FORT WORTH, Texas – Naomi Davenport and Teana Muldrow produced monster games while playing extended minutes and Katrina Pardee’s 3-point shooting sparked a fourth-quarter run as No. 9 West Virginia edged TCU 87-82 in Thursday night’s Big 12 women’s basketball opener.
In a game that featured nine ties and six lead changes, the Mountaineers (13-0, 1-0) yielded 30 points more than their defensive average as injuries limited Mike Carey to a seven-player rotation.
Davenport scored a career-high 32 points on 13-of-23 shooting and grabbed nine rebounds in 39 minutes.
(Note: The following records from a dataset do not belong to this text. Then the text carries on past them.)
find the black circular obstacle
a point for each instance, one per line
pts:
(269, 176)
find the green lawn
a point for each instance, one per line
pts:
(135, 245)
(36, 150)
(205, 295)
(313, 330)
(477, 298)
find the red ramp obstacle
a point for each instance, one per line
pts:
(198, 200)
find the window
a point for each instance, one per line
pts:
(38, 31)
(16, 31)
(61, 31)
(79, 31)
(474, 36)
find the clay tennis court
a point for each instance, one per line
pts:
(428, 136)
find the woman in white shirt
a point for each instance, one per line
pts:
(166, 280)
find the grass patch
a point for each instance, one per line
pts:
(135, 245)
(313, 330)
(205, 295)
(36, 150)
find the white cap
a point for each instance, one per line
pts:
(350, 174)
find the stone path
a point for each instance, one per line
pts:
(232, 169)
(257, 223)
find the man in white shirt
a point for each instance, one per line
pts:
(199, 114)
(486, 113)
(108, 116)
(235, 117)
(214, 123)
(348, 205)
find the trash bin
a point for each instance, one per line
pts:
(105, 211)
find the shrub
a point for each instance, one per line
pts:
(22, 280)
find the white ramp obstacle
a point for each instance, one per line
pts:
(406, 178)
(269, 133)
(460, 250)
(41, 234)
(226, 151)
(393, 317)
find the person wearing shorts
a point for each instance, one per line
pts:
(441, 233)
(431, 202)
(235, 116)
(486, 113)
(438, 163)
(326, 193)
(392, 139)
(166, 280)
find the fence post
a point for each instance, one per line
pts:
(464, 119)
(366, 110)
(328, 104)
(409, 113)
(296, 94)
Muldrow played every second while contributing 20 points and a career-best 17 rebounds.
Pardee, plagued by early foul trouble, scored 15 of her 17 points in the final period when West Virginia outscored the Frogs 34-26.
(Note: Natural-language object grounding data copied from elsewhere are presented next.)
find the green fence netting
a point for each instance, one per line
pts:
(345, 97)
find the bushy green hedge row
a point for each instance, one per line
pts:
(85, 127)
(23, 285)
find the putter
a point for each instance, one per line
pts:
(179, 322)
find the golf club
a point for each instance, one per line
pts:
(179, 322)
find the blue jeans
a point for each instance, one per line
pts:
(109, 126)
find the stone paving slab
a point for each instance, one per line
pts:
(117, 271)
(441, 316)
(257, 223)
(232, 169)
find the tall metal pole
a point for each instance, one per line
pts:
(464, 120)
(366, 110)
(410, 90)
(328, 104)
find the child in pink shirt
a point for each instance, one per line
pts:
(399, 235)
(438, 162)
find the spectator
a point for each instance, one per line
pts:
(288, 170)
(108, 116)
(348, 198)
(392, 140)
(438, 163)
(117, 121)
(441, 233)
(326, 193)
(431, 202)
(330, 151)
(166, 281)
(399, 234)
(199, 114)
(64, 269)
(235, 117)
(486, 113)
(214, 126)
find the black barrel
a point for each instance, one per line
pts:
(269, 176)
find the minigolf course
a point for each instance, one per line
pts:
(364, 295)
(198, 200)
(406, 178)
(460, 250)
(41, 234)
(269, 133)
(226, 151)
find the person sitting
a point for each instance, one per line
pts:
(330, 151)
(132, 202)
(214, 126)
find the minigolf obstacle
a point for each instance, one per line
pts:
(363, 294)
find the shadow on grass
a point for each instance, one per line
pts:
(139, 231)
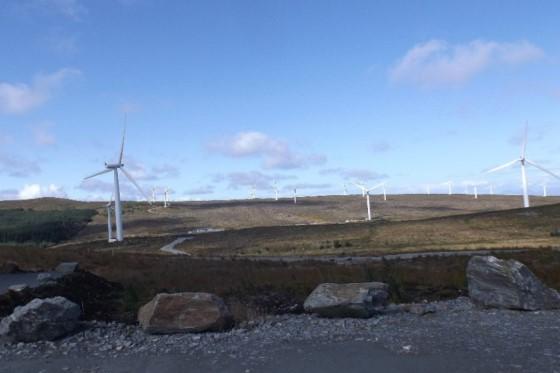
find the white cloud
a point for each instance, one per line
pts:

“We’re just really short-handed because of injuries,” Carey said. “I’m really proud of the girls. They really sucked it up and did a good job there at the end.
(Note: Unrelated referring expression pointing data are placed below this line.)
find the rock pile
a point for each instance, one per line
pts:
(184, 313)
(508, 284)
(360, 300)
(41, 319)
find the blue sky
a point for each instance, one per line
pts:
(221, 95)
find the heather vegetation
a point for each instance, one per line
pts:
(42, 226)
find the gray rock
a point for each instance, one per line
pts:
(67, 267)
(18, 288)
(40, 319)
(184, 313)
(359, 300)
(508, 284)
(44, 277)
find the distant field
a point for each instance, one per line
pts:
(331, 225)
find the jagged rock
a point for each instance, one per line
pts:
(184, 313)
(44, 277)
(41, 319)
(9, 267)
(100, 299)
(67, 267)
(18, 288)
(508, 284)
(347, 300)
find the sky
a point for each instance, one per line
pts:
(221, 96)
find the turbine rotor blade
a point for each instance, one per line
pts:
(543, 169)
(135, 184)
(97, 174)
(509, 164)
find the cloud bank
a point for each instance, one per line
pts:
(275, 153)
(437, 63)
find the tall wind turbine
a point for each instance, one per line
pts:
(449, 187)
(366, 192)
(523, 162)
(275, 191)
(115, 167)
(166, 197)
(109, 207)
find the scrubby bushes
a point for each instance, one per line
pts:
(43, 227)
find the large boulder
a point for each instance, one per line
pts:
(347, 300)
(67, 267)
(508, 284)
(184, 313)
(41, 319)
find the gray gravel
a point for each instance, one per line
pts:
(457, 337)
“I give our girls a lot of credit. If you look at the minutes they played, several of them played 40, 39 minutes. That’s tough.”
Amber Ramirez scored 21 points and Amy Okwonkwo had 17 for TCU (9-3, 0-1), which committed 16 turnovers but only four after halftime.
“We don’t take any moral victories, because that’s not where our program is at,” said Frogs coach Raegan Pebley, whose team could not maintain a 58-53 lead early in the fourth quarter.
“West Virginia is the No. 9-ranked team for a reason and they’re good. Whenever you get a good team on their heels, and you’re threatening to win the game, they’re going to respond.”
Point guard Chania Ray finished with 11 points with eight assists and eight rebounds for the Mountaineers, who won the rebounding battle 43-36 and shot 46.5 percent on the night.
TCU held a 23-3 edge in bench scoring.